“Exigimos um final imediato para a austeridade, um acordo com vista a um corte no valor da dívida e uma redução significativa no custo anual com o serviço de dívida”. Estas foram as promessas que Alexis Tsipras fez no início de dezembro, quando não se sabia ainda que o país teria eleições antecipadas no início de 2015. Os planos acabaram vertidos no programa eleitoral com que o Syriza quase conseguiu maioria absoluta nas eleições de 25 de janeiro de 2015. O Syriza prometia cortar “grande parte do valor da dívida”, no âmbito de uma mega conferência europeia, e introduzir “cláusulas de crescimento” para o pagamento do restante. Esta segunda-feira, o governo grego deixou cair a parte do perdão direto. O governo está a “cair na realidade”, diz um economista.
Os mercados europeus receberam favoravelmente a divulgação dos contornos principais do chamado “Plano Varoufakis“. A bolsa de Atenas está a subir mais de 10%, enquanto as taxas de juro a três anos estão a cair 150 pontos base (1,5 pontos percentuais) para 13,73% e a 10 anos cerca de um ponto percentual para 9,95%. Os investidores estão a reagir não só a mais uma garantia de que não está nos planos do novo governo grego impor perdas aos obrigacionistas privados (que têm menos de um quinto da dívida total) mas, também, a uma maior confiança de que o governo está a suavizar a sua posição de uma forma que torna menos provável uma saída da zona euro e um colapso do sistema financeiro grego.

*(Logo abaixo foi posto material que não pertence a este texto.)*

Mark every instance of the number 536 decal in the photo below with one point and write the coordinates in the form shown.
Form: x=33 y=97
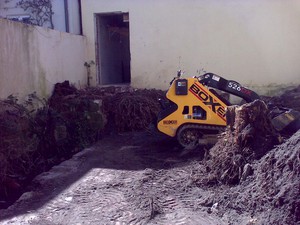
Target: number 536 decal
x=234 y=86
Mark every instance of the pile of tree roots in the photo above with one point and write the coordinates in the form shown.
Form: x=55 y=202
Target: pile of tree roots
x=249 y=136
x=33 y=139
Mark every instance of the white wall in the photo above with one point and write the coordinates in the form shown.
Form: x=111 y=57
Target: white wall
x=34 y=59
x=59 y=16
x=254 y=42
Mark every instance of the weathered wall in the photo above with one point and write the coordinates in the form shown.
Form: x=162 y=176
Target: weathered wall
x=254 y=42
x=34 y=59
x=59 y=9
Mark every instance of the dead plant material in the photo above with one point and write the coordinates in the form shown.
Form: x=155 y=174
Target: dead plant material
x=249 y=137
x=134 y=110
x=289 y=99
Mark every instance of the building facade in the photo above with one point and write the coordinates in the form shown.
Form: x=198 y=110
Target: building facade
x=66 y=14
x=144 y=42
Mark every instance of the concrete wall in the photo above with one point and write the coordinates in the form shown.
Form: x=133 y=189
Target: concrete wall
x=254 y=42
x=34 y=59
x=59 y=9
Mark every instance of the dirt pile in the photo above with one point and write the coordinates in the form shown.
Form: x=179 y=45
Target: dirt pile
x=254 y=172
x=271 y=195
x=289 y=99
x=248 y=137
x=17 y=145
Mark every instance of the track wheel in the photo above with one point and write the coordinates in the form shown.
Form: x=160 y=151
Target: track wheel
x=188 y=136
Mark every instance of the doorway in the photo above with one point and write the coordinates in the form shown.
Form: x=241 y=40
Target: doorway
x=113 y=48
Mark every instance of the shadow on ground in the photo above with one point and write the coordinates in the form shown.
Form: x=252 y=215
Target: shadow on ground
x=127 y=151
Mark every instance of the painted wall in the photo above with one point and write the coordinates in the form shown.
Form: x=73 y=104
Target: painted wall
x=59 y=7
x=34 y=59
x=254 y=42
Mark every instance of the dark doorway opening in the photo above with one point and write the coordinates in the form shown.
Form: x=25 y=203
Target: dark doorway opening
x=113 y=48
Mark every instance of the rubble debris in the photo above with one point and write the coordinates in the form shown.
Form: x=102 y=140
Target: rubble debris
x=249 y=137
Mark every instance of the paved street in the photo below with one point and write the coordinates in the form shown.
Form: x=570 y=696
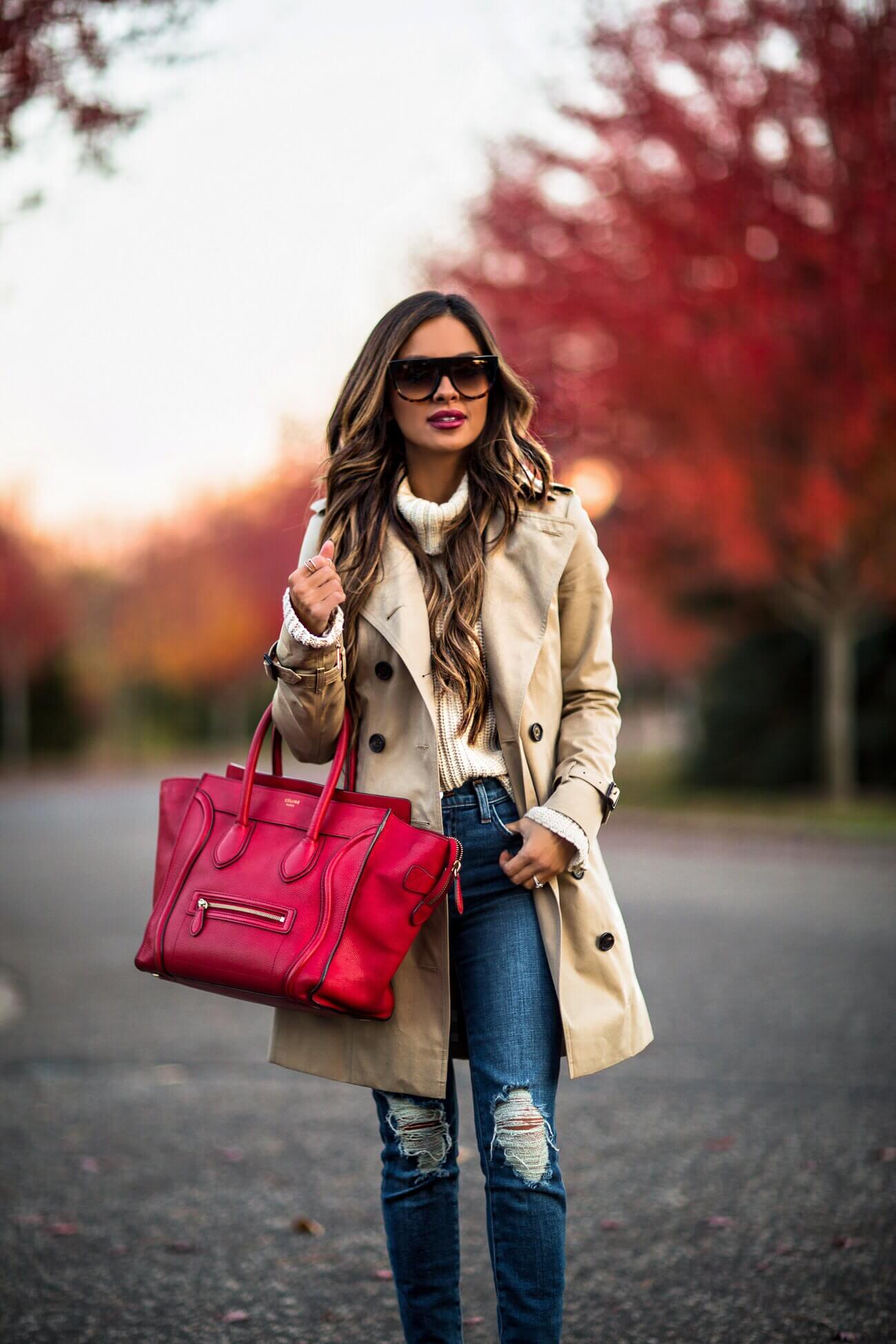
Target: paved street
x=154 y=1163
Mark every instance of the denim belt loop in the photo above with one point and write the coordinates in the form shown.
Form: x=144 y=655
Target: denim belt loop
x=485 y=806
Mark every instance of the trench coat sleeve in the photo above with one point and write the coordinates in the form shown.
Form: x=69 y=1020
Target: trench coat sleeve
x=590 y=720
x=309 y=695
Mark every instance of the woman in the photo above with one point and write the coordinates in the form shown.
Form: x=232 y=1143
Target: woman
x=457 y=598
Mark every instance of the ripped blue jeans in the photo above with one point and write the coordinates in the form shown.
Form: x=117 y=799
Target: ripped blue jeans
x=513 y=1031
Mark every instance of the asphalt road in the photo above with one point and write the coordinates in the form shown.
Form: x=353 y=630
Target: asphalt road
x=152 y=1161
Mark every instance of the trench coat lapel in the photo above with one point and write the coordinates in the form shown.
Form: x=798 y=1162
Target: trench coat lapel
x=520 y=580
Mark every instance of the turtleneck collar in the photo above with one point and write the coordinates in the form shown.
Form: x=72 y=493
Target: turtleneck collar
x=426 y=516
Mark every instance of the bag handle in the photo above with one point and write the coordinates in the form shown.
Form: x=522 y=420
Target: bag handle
x=277 y=758
x=236 y=837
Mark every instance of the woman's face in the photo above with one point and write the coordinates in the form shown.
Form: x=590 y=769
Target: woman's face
x=445 y=335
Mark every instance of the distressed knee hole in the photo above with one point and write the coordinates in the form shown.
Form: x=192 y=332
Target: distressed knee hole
x=422 y=1132
x=525 y=1133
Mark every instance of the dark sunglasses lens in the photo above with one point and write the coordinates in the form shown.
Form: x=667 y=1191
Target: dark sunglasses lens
x=472 y=376
x=414 y=379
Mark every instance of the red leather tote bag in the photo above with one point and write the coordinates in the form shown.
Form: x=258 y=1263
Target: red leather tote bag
x=290 y=893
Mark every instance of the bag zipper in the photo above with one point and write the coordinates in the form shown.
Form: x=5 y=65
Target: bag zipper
x=203 y=905
x=437 y=895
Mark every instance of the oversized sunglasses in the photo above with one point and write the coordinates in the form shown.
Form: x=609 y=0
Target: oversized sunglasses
x=417 y=379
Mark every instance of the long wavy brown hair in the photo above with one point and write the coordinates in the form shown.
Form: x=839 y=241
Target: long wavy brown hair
x=365 y=467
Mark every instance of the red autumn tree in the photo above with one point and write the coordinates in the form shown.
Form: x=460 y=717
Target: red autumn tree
x=707 y=295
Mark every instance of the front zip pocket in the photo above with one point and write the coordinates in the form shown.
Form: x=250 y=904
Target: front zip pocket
x=239 y=912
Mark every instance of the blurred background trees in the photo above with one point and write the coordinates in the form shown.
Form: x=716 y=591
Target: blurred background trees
x=707 y=300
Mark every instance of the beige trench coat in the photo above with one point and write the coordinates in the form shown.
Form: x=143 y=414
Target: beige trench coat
x=546 y=618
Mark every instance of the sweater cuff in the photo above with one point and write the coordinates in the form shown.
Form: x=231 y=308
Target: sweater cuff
x=303 y=635
x=566 y=827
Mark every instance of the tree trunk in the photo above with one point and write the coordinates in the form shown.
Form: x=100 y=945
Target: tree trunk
x=839 y=704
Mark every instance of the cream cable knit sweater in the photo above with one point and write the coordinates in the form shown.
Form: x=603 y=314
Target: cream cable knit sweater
x=460 y=758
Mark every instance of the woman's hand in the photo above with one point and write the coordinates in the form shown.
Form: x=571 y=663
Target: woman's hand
x=543 y=855
x=315 y=597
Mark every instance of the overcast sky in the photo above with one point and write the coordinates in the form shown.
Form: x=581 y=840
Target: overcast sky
x=156 y=325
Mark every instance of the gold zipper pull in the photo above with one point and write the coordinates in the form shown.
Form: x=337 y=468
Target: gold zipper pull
x=202 y=906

Alexis Tsipras tinha vindo, no fim de semana, clarificar: “A minha obrigação para com o povo grego que me elegeu é acabar com as políticas de austeridade e voltar a uma agenda de crescimento económico, mas isso não implica de modo algum que não vamos cumprir as nossas obrigações de empréstimo para com o Banco Central Europeu (BCE) e o Fundo Monetário Internacional (FMI)”. Já na altura esta declaração foi vista como um recuo de Alexis Tsipras, pressionado pela forte queda das ações dos bancos na semana anterior e pela intransigência que o governo grego está a encontrar nos seus encontros com responsáveis da zona euro. Mesmo o ministro das Finanças francês, Michel Sapin, afirmou que o objetivo é “negociar, adiar ou aliviar, mas nunca “cancelar” o pagamento da dívida grega.
Agora, o ministro das Finanças do novo governo de Atenas, Yanis Varoufakis, veio, finalmente, dar a conhecer as suas propostas para a negociação que quer fazer com os parceiros europeus, deixando cair um perdão parcial direto da sua dívida. Em entrevista ao Financial Times, propôs, em vez disso, substituir a dívida que tem por obrigações indexadas ao crescimento da economia e obrigações perpétuas. Os especialistas estão a ver as medidas como um recuo, já que, como se pode ler nesta resenha autorizada do programa do Syriza, o primeiro objetivo era uma “anulação da maior parte do valor nominal da dívida pública para que esta se torne sustentável“.
Ainda assim, no Twitter, Yanis Varoufakis rejeitou a ideia de que tenha havido uma “inversão de marcha. A dívida vai ser colocada numa situação sustentável, mesmo que substituamos o corte da dívida com eufemismos e trocas”.
“Tom mais conciliador”
Em nota enviada aos clientes, a que o Observador teve acesso, os analistas do Rabobank escrevem que “o ministro das Finanças adotou, claramente, um tom mais conciliador“, em comparação, por exemplo, com a forma como falou durante a conferência de imprensa de sexta-feira com o presidente do Eurogrupo, Jeroen Dijsellbloem. Para o Rabobank, esta mudança “surge em linha com a nossa expectativa de que o governo grego irá pestanejar [ceder] antes de ser confrontado com um possível default (incumprimento) ou mesmo uma potencial saída da zona euro”.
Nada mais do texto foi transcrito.